PALU, SULTENGNEWS.COM – Pembangunan Kawasan Pangan Nusantara (KPN) di Desa Talaga, Kecamatan Dampelas, Kabupaten Donggala merupakan salah satu upaya Pemerintah Provinsi (Pemprov) Sulawesi Tengah (Sulteng) untuk menjadi salah satu daerah penyangga Ibu Kota Negara (IKN) di Kalimatan Timur.
Berdasarkan hasil kajian dari Dinas Kehutanan Sulteng, status lahan yang menjadi lokasi KPN itu merupakan Areal Penggunaan Lain (APL), bukan Kawasan Hutan Lindung seperti isu yang berkembang saat ini.
Sekretaris Tim Transisi Pembangunan KPN, Muhammad Ridha Saleh mengatakan, KPN yang saat ini tengah dibuka bukanlah hutan lindung, tapi berstatus APL. Memang di dalamnya ada tegakan berdasarkan hasil data cruishing (hasil pengolahan data pohon), namun secara hukum lahan tersebut tidaklah bermasalah.
“Di dalam memang ada tegakkan kurang lebih 36 ribu kubik kayu, tapi tidak semua kayu – kayu itu ditebang.

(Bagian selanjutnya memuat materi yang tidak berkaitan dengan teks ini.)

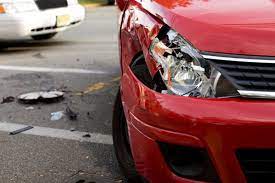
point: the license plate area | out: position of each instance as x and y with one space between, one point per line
62 20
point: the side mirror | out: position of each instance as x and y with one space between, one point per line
121 4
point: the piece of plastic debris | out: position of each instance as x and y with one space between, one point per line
71 114
38 55
55 116
21 130
7 99
87 135
41 96
29 108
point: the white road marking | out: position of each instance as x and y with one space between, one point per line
58 133
49 69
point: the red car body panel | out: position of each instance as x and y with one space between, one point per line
240 27
219 125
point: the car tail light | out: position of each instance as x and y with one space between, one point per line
189 162
2 9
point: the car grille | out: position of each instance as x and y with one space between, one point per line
258 165
50 4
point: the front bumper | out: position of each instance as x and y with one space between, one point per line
221 126
25 24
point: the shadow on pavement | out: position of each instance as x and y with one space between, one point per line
29 45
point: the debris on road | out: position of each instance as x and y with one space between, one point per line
55 116
42 96
71 114
21 130
7 99
87 135
93 88
38 55
72 129
29 108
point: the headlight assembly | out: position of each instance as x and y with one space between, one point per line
183 69
18 7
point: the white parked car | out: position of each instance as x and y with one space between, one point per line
39 19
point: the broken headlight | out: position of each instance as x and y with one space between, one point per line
183 70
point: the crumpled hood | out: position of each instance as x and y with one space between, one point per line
238 27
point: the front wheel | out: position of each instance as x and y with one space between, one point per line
44 36
111 2
122 145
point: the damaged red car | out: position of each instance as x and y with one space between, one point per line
196 100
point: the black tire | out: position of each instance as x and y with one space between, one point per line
44 36
122 145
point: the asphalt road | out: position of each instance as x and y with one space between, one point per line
83 62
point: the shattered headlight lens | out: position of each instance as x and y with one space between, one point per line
182 68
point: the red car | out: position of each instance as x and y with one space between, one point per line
196 101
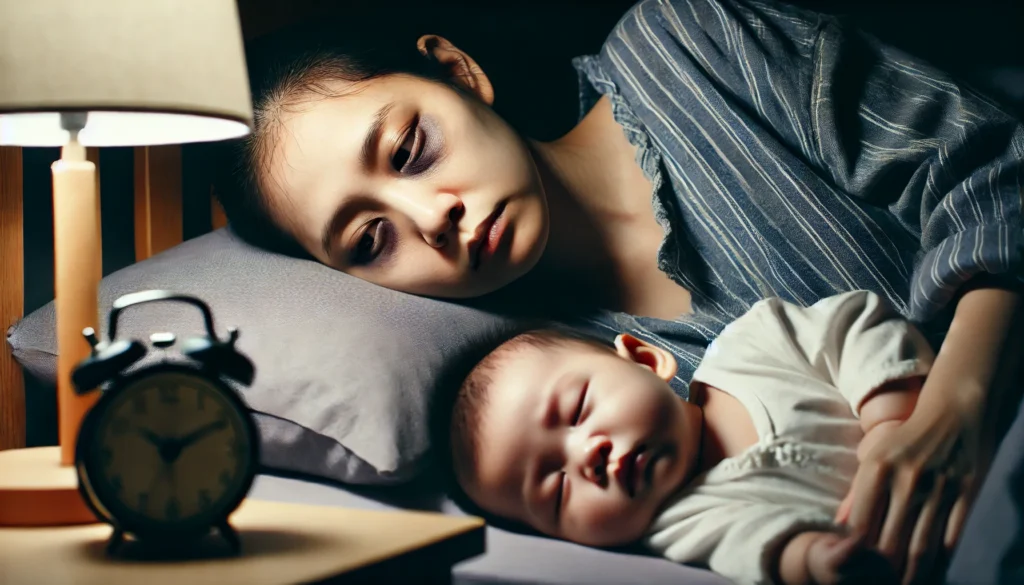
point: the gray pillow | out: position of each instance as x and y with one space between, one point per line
345 371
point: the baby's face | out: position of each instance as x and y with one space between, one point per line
410 184
583 444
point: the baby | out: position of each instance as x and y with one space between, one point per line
582 442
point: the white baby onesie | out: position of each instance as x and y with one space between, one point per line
802 373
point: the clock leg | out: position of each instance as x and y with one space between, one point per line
117 538
230 537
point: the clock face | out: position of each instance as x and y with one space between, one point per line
170 450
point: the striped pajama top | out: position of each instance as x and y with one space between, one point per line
793 157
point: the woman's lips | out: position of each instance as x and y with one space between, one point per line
487 237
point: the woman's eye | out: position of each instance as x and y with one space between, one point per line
371 243
578 415
409 151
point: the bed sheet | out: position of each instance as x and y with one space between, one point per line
510 557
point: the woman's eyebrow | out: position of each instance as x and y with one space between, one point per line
368 158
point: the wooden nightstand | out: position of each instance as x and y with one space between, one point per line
282 543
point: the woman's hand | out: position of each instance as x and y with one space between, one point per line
912 492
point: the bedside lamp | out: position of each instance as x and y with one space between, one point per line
102 73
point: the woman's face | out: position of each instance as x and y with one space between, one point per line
410 184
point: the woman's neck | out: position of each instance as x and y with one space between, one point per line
603 241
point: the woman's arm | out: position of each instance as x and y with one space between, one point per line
951 434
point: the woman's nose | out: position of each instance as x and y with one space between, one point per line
437 217
594 460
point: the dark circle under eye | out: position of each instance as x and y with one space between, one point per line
370 244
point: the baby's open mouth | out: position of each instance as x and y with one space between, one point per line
633 467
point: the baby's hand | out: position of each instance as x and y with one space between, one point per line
835 559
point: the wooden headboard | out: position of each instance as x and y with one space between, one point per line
158 226
158 213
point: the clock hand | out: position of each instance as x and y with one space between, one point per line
152 437
201 432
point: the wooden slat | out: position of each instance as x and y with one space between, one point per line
158 200
217 217
92 155
12 415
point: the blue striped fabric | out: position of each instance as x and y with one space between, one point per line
793 157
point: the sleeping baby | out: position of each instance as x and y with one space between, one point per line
588 443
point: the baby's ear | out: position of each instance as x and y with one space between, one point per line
655 359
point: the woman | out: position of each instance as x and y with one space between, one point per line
784 157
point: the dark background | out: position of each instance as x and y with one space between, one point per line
525 48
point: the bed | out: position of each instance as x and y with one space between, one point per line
157 221
155 201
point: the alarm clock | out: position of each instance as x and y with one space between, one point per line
169 450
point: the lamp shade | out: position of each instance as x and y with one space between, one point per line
146 72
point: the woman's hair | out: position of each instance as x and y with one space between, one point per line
287 70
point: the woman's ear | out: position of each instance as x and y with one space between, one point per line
646 354
461 68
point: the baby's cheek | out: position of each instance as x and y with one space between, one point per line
613 524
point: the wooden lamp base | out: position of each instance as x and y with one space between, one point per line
36 490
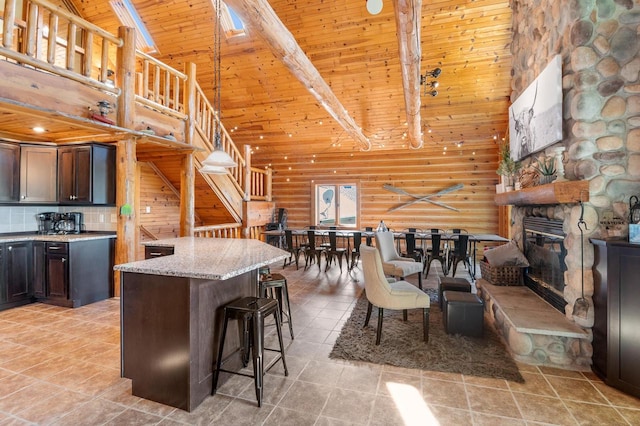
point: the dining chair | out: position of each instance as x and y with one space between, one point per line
435 253
333 251
355 251
294 250
311 251
369 238
385 293
392 263
460 253
411 249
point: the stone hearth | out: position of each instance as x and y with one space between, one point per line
534 332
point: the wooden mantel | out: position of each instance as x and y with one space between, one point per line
571 191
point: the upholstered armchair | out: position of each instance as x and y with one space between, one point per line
390 294
392 263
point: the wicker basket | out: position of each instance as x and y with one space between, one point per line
501 275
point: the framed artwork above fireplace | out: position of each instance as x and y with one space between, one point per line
535 118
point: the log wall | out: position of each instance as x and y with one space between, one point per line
163 220
418 172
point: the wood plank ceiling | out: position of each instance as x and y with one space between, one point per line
357 55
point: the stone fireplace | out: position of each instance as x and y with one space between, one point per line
543 242
599 44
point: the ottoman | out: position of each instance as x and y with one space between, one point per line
452 284
463 313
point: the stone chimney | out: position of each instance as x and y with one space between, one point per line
599 43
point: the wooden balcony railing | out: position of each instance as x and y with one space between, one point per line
61 43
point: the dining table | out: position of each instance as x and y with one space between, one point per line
347 236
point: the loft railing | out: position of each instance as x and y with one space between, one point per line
228 230
253 183
59 42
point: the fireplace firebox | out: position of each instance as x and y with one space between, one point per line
545 251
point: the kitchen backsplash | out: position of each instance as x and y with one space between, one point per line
23 218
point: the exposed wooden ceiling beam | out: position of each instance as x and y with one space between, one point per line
408 16
265 22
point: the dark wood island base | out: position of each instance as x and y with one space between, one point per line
172 312
171 330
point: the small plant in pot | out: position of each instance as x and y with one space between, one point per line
507 166
546 168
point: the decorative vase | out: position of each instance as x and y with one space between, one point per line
559 164
545 179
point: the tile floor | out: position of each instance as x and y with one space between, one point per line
61 366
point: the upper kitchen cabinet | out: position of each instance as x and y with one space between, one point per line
38 174
9 172
86 174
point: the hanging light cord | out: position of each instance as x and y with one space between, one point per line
217 103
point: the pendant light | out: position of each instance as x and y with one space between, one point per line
218 161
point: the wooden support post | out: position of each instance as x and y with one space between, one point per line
247 173
187 173
407 13
269 184
126 182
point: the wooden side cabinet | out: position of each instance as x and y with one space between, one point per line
9 172
86 174
157 251
15 274
38 174
73 274
616 300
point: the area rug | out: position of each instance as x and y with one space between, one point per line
402 344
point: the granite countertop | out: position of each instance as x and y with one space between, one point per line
207 258
67 238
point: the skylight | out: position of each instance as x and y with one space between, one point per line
128 16
232 25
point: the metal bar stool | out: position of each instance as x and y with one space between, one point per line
270 285
251 311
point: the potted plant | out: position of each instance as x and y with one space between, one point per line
507 166
546 168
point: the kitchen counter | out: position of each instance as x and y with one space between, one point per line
207 258
172 313
59 238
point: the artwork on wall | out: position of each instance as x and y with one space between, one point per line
535 118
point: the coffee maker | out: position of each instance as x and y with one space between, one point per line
46 222
69 223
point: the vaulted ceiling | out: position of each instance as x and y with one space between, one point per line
356 57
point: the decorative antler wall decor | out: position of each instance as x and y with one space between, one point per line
425 198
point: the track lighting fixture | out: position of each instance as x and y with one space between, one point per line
430 86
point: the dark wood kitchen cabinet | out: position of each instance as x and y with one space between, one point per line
616 302
57 271
74 274
39 277
15 273
86 174
157 251
38 174
9 172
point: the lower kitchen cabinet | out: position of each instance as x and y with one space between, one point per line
616 300
15 274
75 273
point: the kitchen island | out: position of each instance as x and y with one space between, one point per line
172 313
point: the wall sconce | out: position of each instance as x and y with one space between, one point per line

Apalagi lahan itu tidak bermasalah secara hukum untuk pembangunan KPN,” ujar Ridha Saleh di lokasi KPN, Ahad (25/9/2022).

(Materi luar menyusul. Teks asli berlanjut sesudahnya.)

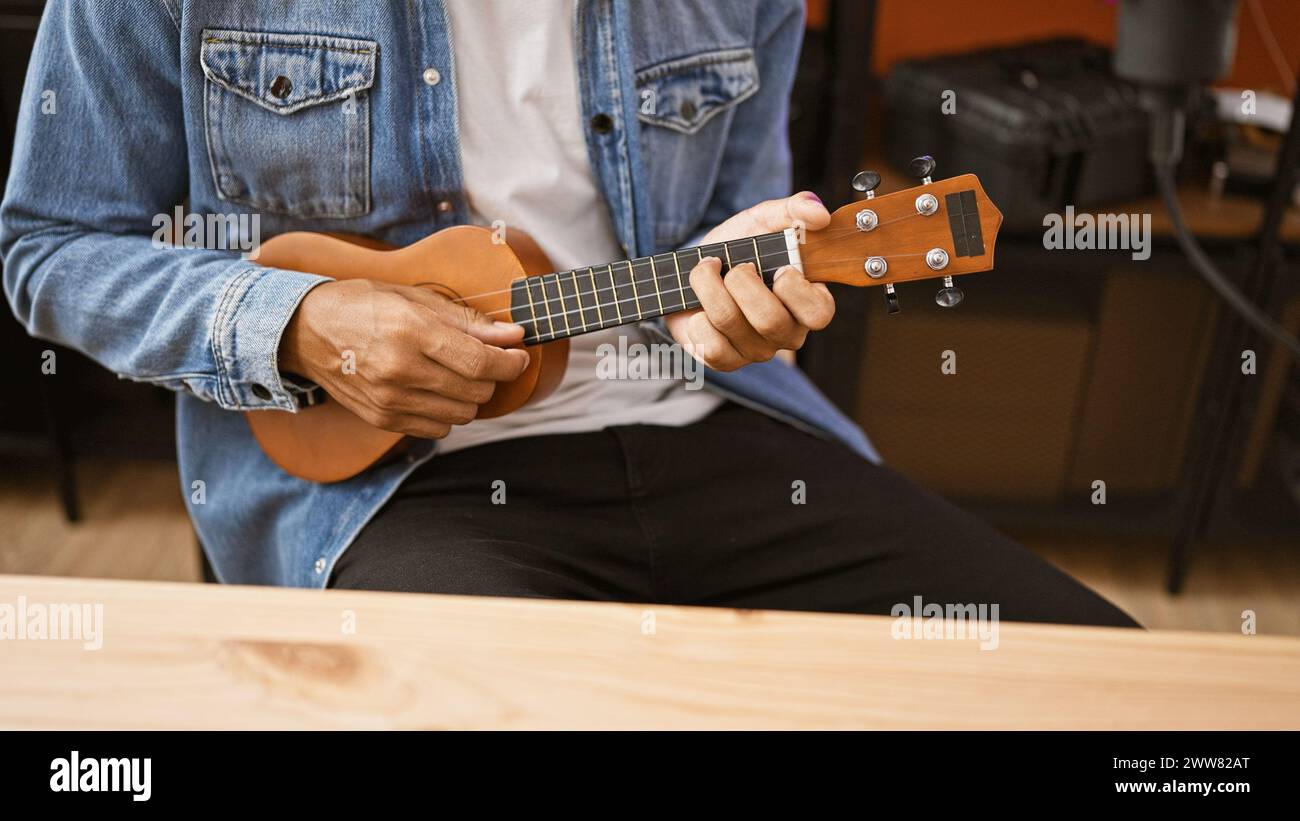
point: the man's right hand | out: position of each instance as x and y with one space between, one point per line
421 361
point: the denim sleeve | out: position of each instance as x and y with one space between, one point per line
100 150
755 164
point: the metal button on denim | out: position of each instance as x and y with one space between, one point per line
281 86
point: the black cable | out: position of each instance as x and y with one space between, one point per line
1257 318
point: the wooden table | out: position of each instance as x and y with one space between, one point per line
207 656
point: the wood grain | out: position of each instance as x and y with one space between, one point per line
206 656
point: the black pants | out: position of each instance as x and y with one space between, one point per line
700 515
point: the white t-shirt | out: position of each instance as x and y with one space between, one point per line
524 161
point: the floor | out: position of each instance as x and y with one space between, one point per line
134 526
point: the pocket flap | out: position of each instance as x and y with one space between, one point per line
287 72
687 92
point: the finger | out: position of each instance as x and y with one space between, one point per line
429 405
709 346
724 313
420 426
468 320
804 208
471 357
810 303
441 379
763 309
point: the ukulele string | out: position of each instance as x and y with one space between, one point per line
837 233
579 311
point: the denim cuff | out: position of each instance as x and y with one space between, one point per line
252 312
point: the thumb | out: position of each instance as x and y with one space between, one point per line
481 326
471 320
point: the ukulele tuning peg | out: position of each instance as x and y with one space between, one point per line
949 295
922 168
866 182
892 299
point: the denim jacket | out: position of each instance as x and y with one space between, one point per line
134 107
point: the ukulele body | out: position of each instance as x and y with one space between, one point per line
326 442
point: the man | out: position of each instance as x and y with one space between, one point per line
603 129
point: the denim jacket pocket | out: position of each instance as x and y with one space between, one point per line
688 103
289 122
687 92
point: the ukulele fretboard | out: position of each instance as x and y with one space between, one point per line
589 299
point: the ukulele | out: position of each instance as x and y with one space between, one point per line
937 229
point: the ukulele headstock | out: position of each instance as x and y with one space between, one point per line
935 230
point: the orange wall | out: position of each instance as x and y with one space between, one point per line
922 27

Ridha Saleh sangat menyayangkan adanya informasi bahwa sudah ada sekitar 100 ribu kubik kayu yang keluar dari Kawasan KPN. Padahal data kehutanan menunjukan bahwa di lahan KPN itu hanya ada 36 ribu kubik.

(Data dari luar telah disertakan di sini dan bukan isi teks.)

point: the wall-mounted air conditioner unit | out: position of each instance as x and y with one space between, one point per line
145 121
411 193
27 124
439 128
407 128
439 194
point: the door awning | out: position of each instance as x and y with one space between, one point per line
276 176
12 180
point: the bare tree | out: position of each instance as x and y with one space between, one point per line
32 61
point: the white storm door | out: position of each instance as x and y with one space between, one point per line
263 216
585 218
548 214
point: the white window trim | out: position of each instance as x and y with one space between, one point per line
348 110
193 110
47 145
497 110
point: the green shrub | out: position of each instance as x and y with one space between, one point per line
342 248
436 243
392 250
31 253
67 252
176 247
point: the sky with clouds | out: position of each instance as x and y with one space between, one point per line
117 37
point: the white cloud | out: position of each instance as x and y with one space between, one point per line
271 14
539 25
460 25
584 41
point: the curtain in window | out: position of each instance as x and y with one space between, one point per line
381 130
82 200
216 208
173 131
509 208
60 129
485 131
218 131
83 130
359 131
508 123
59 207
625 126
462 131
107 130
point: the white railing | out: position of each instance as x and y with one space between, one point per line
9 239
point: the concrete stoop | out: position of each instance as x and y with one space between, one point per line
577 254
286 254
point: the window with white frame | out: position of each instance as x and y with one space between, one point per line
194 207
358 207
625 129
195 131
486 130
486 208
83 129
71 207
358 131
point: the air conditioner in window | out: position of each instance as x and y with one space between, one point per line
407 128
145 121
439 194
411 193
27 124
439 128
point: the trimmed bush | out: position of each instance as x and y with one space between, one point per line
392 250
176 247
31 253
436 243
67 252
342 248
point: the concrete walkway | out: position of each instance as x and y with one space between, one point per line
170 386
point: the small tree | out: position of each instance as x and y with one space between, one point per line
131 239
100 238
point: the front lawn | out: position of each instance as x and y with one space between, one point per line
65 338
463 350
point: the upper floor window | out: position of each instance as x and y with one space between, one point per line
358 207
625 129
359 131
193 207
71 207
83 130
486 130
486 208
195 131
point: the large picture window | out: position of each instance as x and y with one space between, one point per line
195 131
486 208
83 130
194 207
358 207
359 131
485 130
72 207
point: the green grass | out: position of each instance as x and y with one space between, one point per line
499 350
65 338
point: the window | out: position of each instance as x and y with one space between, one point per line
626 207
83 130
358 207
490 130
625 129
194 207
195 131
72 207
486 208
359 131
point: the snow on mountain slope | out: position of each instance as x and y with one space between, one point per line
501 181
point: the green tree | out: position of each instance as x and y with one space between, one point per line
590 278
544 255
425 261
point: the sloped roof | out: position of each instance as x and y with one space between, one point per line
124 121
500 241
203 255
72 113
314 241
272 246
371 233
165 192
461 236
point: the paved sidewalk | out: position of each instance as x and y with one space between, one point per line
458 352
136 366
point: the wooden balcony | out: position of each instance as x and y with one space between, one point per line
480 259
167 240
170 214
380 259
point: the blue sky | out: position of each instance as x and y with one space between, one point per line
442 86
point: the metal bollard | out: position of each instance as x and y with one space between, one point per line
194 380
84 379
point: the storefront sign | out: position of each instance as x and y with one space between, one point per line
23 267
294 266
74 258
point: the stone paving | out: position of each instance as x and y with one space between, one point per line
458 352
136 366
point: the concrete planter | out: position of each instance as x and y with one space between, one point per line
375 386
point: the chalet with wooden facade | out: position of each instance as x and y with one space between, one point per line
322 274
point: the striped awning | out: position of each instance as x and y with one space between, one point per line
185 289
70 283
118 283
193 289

“Teman – teman bisa lihat sendiri, tidak ada kayu yang keluar. Semua kayu yang tumbang, masih ada di lokasi. Kayu – kayu yang tumbang itu, bukan ditebang untuk dijual. Tapi itu digusur untuk pembukaan jalan menuju KPN,” papar Ridha Saleh.
Dikatakan, kayu – kayu yang telah ditebang itu tidak akan bisa keluar dari lokasi KPN tanpa ada izin. Bahkan semua kayu yang keluar, akan ada barcode serta terdaftar di pusat.
Tenaga Ahli Gubernur Sulteng ini mengakui, memang ada hutan lindung di sekitar wilayah KPN itu, namun areal itu tidaklah diganggu, termasuk untuk pembuatan jalan ke KPN.
Tim Pembangunan KPN memutuskan untuk tidak menebang kayu endemik di lahan KPN karena di dalam kawasan terdapat dua tanaman kayu endemik yaitu eboni yang berdasarkan cruishing terdapat 601 kubik atau sekitar 120 pohon dan kayu amara sejenis kayu ebony.
“Kawasan yang menjadi lahan KPN bukanlah hutan primer, tetapi sekunder karena sudah pernah dibuka untuk lahan perkebunan masyarakat sekitar 30 tahun lalu kemudian ditinggalkan masyarakat,” ungkap Ridha Saleh.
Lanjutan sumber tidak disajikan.